Als erstes habe ich „Das Parfüm“ von Patrick Süskind gelesen, das war 1997 oder 1998. Eine Mitschülerin hatte es geschenkt bekommen und danach wanderte das Buch durch die halbe Klasse. Und kurz darauf haben wir es zusätzlich auch noch im Unterricht behandelt.

 
Damals hat mich das Buch noch gar nicht so wirklich fasziniert. Doch als ich es wenige Jahre später noch einmal las, war ich durchaus begeistert. Das muss ich gewesen sein, sonst hätte ich das Buch nicht erneut gelesen. Und ich kann bis heute nicht sagen, warum ich es so mag. Vielleicht liegt es einfach an Grenouille, der alles andere als liebenswert ist und zugleich selbst von viel Unheil geprägt wurde.
Immerhin mag ich keine ewig ausladenden Sätze (und davon gibt es in dem Buch bisweilen einige), ebenso keine ellenlangen Beschreibungen. Und auch Dialoge sind hier eher selten. Trotzdem liebe ich das Buch und lange Zeit habe ich es als mein Lieblingsbuch angegeben.
 
 

Ein bisschen ähnlich ist es mit „Krieg der Engel“ von Wolfgang und Heike Hohlbein. Ich habe kurz nach der Jahrtausendwende begonnen Wolfgang Hohlbein zu lesen und das unheimlich gern. Auf dieses Buch muss ich so 2007 gestoßen sein. Ich stand in der Buchhandlung, schlug es auf und las den ersten Satz. „Der Engel brannte.“ Dieser eine Satz war im Grunde ausschlaggebend, auch wenn ich die erste Seite noch überflogen habe.
Mittlerweile lese ich Hohlbein seit Jahren nicht mehr. Ich weiß nicht, was sich bei mir verändert hat, aber irgendwann gingen mir seine Beschreibungen sehr auf den Keks. Deswegen habe ich hier auch noch mal reingelesen, aber es hat sich nicht nervig angefühlt, also steht dieses Buch jetzt hier mit drin.

 
Es ist so eine typische Jugendgeschichte, ein – ich glaube – Dreizehnjähriger, der in einer Urban-Fantasy-Geschichte landet und fortan gegen Erwachsene und magische Wesen antritt, um sich zu retten.
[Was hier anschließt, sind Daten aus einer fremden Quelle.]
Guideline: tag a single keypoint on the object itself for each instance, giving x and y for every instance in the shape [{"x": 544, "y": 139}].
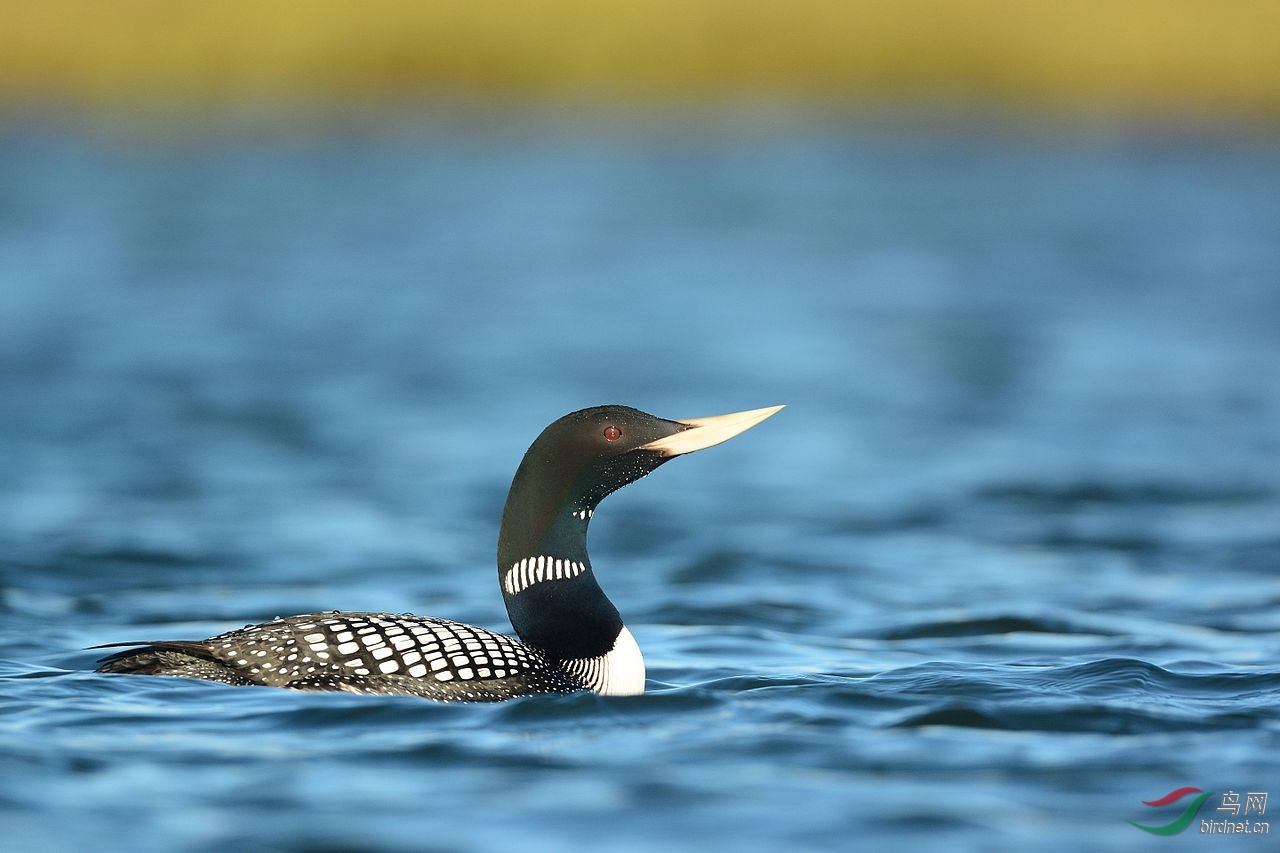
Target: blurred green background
[{"x": 1183, "y": 56}]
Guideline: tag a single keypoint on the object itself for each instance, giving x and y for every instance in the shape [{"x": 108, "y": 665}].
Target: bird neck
[{"x": 551, "y": 592}]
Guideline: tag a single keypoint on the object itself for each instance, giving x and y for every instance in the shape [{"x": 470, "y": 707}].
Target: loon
[{"x": 571, "y": 635}]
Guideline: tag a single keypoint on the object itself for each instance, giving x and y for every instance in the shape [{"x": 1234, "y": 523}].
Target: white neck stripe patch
[
  {"x": 533, "y": 570},
  {"x": 618, "y": 673}
]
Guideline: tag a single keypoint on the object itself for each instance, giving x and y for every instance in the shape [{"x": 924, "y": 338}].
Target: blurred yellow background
[{"x": 1148, "y": 55}]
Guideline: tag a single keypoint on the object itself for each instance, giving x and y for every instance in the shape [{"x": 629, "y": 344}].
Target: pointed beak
[{"x": 700, "y": 433}]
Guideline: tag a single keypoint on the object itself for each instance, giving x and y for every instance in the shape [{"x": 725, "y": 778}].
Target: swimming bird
[{"x": 571, "y": 635}]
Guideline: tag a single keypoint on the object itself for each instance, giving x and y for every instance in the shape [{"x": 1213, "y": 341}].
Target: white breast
[{"x": 617, "y": 673}]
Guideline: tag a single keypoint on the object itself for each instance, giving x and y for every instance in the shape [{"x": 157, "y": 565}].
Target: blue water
[{"x": 1008, "y": 564}]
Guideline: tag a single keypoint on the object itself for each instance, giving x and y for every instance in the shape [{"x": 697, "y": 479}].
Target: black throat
[
  {"x": 554, "y": 601},
  {"x": 567, "y": 616}
]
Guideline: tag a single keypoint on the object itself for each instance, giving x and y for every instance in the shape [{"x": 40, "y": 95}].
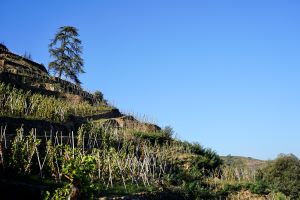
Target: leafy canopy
[{"x": 66, "y": 49}]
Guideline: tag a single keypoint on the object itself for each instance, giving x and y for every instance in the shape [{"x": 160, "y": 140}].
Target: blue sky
[{"x": 222, "y": 73}]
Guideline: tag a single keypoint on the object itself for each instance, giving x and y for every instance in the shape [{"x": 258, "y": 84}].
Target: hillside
[
  {"x": 58, "y": 141},
  {"x": 240, "y": 161}
]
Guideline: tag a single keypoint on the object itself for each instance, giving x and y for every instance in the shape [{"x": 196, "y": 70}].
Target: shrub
[{"x": 284, "y": 175}]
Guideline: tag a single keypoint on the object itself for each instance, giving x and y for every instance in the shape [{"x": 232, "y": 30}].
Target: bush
[{"x": 284, "y": 175}]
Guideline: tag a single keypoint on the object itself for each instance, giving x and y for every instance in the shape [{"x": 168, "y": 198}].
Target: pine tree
[{"x": 66, "y": 50}]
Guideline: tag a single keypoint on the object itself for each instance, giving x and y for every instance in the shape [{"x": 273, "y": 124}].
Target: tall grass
[{"x": 19, "y": 103}]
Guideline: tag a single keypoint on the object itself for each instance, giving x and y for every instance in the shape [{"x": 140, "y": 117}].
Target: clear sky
[{"x": 222, "y": 73}]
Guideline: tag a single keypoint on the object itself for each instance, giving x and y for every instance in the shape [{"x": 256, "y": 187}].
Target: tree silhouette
[{"x": 66, "y": 49}]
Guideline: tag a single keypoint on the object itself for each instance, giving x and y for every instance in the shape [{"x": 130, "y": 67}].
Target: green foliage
[
  {"x": 66, "y": 49},
  {"x": 284, "y": 175},
  {"x": 152, "y": 137},
  {"x": 168, "y": 131},
  {"x": 98, "y": 96},
  {"x": 22, "y": 151},
  {"x": 18, "y": 103}
]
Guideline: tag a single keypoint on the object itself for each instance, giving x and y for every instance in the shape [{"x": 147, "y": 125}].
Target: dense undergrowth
[
  {"x": 19, "y": 103},
  {"x": 101, "y": 160}
]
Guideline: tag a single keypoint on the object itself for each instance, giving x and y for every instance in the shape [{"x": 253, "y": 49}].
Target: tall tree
[{"x": 66, "y": 50}]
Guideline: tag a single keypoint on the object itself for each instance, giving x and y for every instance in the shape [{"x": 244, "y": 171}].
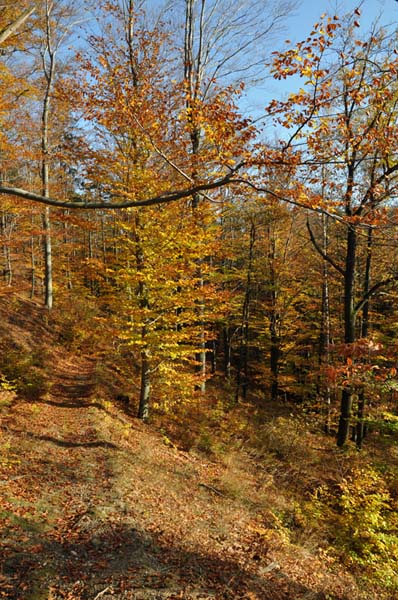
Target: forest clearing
[{"x": 198, "y": 302}]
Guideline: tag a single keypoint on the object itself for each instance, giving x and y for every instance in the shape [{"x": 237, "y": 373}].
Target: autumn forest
[{"x": 221, "y": 279}]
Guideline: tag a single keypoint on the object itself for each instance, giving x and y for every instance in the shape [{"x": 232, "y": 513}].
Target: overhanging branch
[{"x": 164, "y": 198}]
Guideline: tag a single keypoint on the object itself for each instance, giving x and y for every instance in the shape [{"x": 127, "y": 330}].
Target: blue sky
[{"x": 299, "y": 26}]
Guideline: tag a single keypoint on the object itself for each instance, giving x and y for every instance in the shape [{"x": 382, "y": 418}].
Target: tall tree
[{"x": 347, "y": 118}]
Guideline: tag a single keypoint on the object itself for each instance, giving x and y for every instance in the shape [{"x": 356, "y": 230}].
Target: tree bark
[{"x": 349, "y": 332}]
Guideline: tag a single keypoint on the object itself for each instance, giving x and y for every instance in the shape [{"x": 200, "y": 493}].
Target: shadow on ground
[{"x": 132, "y": 563}]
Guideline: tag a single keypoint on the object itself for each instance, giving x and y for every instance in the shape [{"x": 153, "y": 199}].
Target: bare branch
[
  {"x": 324, "y": 255},
  {"x": 164, "y": 198},
  {"x": 12, "y": 28}
]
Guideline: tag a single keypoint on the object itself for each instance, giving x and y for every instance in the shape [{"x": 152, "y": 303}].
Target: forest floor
[{"x": 96, "y": 505}]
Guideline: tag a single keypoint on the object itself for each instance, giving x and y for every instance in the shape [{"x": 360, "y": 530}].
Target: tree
[{"x": 346, "y": 116}]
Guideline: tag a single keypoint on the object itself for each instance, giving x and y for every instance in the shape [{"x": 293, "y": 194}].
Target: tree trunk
[
  {"x": 349, "y": 333},
  {"x": 145, "y": 389},
  {"x": 242, "y": 367},
  {"x": 324, "y": 336},
  {"x": 360, "y": 426}
]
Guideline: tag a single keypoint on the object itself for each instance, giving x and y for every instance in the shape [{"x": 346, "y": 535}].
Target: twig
[
  {"x": 101, "y": 593},
  {"x": 212, "y": 489}
]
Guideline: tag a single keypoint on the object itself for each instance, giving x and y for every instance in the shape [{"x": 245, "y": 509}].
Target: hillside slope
[{"x": 94, "y": 504}]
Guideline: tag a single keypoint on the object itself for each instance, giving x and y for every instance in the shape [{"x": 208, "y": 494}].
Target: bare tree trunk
[
  {"x": 349, "y": 332},
  {"x": 360, "y": 426},
  {"x": 48, "y": 58},
  {"x": 242, "y": 367},
  {"x": 324, "y": 335}
]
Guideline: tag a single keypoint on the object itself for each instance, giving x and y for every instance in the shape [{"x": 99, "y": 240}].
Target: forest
[{"x": 220, "y": 282}]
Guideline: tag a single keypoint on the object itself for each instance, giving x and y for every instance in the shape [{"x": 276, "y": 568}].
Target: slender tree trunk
[
  {"x": 145, "y": 388},
  {"x": 49, "y": 72},
  {"x": 349, "y": 333},
  {"x": 360, "y": 426},
  {"x": 7, "y": 270},
  {"x": 243, "y": 360},
  {"x": 275, "y": 346},
  {"x": 324, "y": 336}
]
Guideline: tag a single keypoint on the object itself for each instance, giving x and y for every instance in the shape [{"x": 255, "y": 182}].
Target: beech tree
[{"x": 346, "y": 115}]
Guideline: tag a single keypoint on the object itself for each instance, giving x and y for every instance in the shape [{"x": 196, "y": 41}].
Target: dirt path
[{"x": 94, "y": 505}]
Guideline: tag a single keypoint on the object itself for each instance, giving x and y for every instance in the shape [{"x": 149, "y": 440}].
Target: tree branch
[
  {"x": 373, "y": 291},
  {"x": 322, "y": 253},
  {"x": 11, "y": 29},
  {"x": 164, "y": 198}
]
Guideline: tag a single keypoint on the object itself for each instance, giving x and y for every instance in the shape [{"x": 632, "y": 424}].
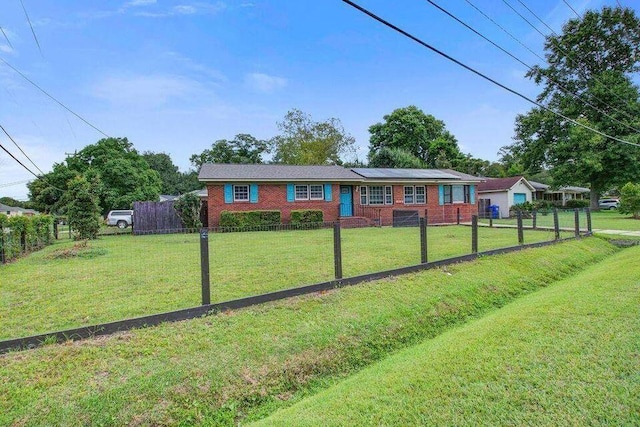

Und seine Eltern, die ihm nicht zur Seite stehen können. Und im Endeffekt die Welt. Auch dieses Buch habe ich noch ein zweites Mal gelesen, meine ich mich zu erinnern. Sogar recht nah nach dem ersten Mal.
 
 

Abschließend kommt hier noch „Elfenmagie“ von Sabrina Qunaj ins Spiel, das ich erst 2015 gelesen habe. Ein ungefähr 1.000-Seiten Wälzer.
Ich mag die Beschreibungen, die ein gutes Bild erzeugen, aber anders als bei reinen Fantasywelten sonst oft nicht endlos ausschweifend sind. Manchmal setzt die Autorin sogar auf einzelne Wörter, um Effekte zu erzielen, was ich unglaublich mag.

 
Aber der Hauptgrund liegt wohl in einer Figur. Der ersten Figur seit sehr sehr vielen Jahren, die mir so unglaublich ans Herz gewachsen ist. Etwas, das sich zu Beginn des Buches nicht abgezeichnet hat, denn Nevliin von Valdoreen erschien als ein recht passiver und langweiliger Charakter. Doch er blieb es nicht. Er zog mich in seinen Bann mit all der Präzision und Ruhe, die ihm eigen sind.
Und ich muss sagen, dass ich dieses Buch bislang nur einmal gelesen habe, aber es ist eben sehr umfangreich und liegt noch nicht so lange zurück wie die anderen beiden. Außerdem gehören hierzu noch zwei weitere, „Elfenkrieg“ und „Elfenmeer“, wovon ich „Elfenkrieg“ durchaus auch sehr mochte, selbst wenn ich mich gleich zu Beginn sehr gespoilert habe und ich jedem, egal, wie viel Neugierde er in sich trägt, davon abrate, ans Ende zu schauen (ich wollte nur die Seitenzahl nachschlagen, habe zwei Wörter gelesen und mich damit gespoilert). Mit „Elfenmeer“ bin ich nur bedingt warm geworden. Mir fehlte am Ende zu viel an Auflösung, auch wenn der Hauptstrang einigermaßen beendet wurde. Gerade der Nebenstrang um zwei Figuren, die ich schon aus „Elfenkrieg“ kannte, blieb da sehr im Unklaren. Deswegen beziehe ich mich nur auf „Elfenmagie“, zumal diese Geschichte in sich abgeschlossen ist.

 
Das war mein kleiner erster Einblick.
Ich kann jetzt schon verraten, dass alle weiteren keine Einzelbände sind, aber was ich hier noch aufführe, da müsst ihr euch noch ein bisschen gedulden. Und ich hoffe, ihr freut euch darauf.

 
Welches sind die Bücher, die euch glücklich machen?
Wie oft habt ihr sie schon gelesen?

 
Bis denne ☆

[Musik] Neuzugang: the GazettE – NINTH

 
In meiner Vorstellung schreibe ich, dass ich Autorin und Bloggerin bin, Katzenliebhaberin und japanophil. Und musikabhängig.
Aber abgesehen von den ersten beiden Themen habe ich hier noch keines so wirklich eingebracht. Außer vielleicht meine Liebe zu Japan mit dem Kirschblütenfest in den Gärten der Welt im April.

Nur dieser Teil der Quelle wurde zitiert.